Die  bisherigen  Instrumente  werden  nicht  ausreichen,  um  diese  Ziele  umzusetzen:  Die Energieeinsparverordnung   (EnEV)   definiert   Anforderungen   an   Neubauten   und   bei Sanierungen  im  Bestand.  Das  Erneuerbare-Energien-Wärmegesetz  (EEWärmeG)  zielt ebenfalls  auf  Neubauten.  Diese  Instrumente  müssen  weiterentwickelt  werden,  um  die Sanierungsziele zu erreichen.

Allerdings  zeigen  bisherige  Erfahrungen  auch,  dass  der  Anwendung  des  Ordnungsrechts  insbesondere im Bestand mit Hinblick auf die wirtschaftlichen Belastungen der Eigentümer Grenzen  gesetzt  sind.  Mit  einem  „weiter  so“  im  bisherigen  Instrumentenmix  kommen  wir nicht  voran.  Um  die  technisch-wirtschaftlichen  Möglichkeiten der  energetischen Sanierung des Gebäudebestands zu nutzen, ist ein neuer strategischer Ansatz notwendig.  In Zukunft kommt  es  darauf  an,  dass  im  Interesse  der  Eigentümer  der  geforderte  Sanierungsbedarf  langfristig definiert wird, damit er diesen bei seinen Plänen für Investitionen berücksichtigen kann.  Vor  diesem  Hintergrund  wird  die  Bundesregierung  eine  Konzeption  für  einen langfristigen Sanierungsfahrplan entwickeln. 

Klimaneutraler Gebäudebestand bis 2050 

 Kernelemente einer solchen „Modernisierungsoffensive für Gebäude“ sind:  Mit  der  Novelle der  EnEV  2012  wird der  Standard „Nullemission“  bis  2050 für  alle Gebäude auf der Basis von Kennwerten für den Primärenergieverbrauch eingeführt. Der  Sanierungsfahrplan  beginnt  2020  und  führt  bis  2050  stufenweise  auf  das Zielniveau.

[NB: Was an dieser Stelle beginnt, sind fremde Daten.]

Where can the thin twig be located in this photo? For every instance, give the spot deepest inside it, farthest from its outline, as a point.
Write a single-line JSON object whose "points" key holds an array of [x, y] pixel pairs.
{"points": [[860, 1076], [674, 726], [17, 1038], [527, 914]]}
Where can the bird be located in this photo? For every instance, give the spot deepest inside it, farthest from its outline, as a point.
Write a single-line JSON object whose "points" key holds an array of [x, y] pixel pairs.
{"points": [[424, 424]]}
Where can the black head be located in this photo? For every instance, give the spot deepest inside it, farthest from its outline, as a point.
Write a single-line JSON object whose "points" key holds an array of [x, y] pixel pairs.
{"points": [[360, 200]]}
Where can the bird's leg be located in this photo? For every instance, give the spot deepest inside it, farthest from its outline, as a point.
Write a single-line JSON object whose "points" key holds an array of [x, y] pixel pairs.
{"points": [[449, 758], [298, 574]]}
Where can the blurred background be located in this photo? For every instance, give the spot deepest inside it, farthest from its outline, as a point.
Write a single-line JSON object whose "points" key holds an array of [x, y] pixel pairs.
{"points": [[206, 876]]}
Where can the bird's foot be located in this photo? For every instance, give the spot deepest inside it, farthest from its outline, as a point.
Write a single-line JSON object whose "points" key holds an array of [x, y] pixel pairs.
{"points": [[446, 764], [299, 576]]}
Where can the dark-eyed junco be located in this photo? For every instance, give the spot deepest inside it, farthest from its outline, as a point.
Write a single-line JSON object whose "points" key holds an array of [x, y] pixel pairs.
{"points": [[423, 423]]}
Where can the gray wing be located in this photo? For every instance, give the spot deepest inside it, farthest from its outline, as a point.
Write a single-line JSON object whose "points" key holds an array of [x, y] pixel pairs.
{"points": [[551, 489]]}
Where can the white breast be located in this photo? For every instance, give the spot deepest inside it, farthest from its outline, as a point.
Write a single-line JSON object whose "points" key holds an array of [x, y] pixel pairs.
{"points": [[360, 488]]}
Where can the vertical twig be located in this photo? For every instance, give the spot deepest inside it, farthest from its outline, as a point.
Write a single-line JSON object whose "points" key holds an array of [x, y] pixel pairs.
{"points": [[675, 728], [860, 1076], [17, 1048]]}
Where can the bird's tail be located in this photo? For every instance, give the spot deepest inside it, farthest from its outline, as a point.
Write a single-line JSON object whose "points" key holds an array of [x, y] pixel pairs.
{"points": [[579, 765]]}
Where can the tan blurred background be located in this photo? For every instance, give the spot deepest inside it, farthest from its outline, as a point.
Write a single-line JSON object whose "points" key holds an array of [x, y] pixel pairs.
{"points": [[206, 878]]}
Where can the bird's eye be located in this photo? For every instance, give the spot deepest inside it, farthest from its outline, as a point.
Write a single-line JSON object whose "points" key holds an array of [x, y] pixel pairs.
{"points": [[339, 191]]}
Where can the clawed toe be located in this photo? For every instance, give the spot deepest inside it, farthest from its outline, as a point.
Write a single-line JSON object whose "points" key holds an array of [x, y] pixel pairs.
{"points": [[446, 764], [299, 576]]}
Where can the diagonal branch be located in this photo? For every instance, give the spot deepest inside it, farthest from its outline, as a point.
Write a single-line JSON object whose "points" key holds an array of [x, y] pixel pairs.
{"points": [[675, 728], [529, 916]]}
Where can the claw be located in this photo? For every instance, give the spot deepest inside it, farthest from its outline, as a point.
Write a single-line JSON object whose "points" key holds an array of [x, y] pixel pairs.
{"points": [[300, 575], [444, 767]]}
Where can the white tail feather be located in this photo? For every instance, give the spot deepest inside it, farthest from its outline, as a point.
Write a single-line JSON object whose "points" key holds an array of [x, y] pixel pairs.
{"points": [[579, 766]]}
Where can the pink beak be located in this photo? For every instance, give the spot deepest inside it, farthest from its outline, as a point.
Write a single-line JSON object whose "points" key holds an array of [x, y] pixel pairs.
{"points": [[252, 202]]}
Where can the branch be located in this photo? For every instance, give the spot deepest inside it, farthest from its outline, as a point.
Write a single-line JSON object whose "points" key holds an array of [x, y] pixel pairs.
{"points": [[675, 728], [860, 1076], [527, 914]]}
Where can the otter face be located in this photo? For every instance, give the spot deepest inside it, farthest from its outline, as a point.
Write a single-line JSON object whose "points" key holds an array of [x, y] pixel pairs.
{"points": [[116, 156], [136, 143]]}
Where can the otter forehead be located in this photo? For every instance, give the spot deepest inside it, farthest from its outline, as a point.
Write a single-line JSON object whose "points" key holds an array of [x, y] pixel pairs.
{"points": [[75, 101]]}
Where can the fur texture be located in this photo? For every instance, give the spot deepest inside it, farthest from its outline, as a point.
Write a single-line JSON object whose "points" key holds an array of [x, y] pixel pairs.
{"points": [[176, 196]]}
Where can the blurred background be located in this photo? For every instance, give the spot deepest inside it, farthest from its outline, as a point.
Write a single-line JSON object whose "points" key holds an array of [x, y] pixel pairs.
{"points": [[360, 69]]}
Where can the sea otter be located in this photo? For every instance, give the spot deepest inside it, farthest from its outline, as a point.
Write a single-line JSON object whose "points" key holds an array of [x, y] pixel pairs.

Der Standard für 2020 wird vergleichsweise moderat gewählt, so dass zunächst nur die  energetisch  schlechtesten  Gebäude  betroffen  sind,  die  in  der  Regel  auch bauphysikalisch  saniert  werden müssen.  Bei  der  Sanierung  haben  die Eigentümer die  Wahl  zwischen  Maßnahmen  an  der  Gebäudehülle,  der  Verbesserung  der Anlagentechnik  oder  dem  Einsatz  erneuerbarer  Energien.  Sie  können  auch  selbst entscheiden,  in  welcher  zeitlichen  Reihenfolge  Einzelmaßnahmen  durchgeführt werden oder ob einmalig vollständig saniert wird.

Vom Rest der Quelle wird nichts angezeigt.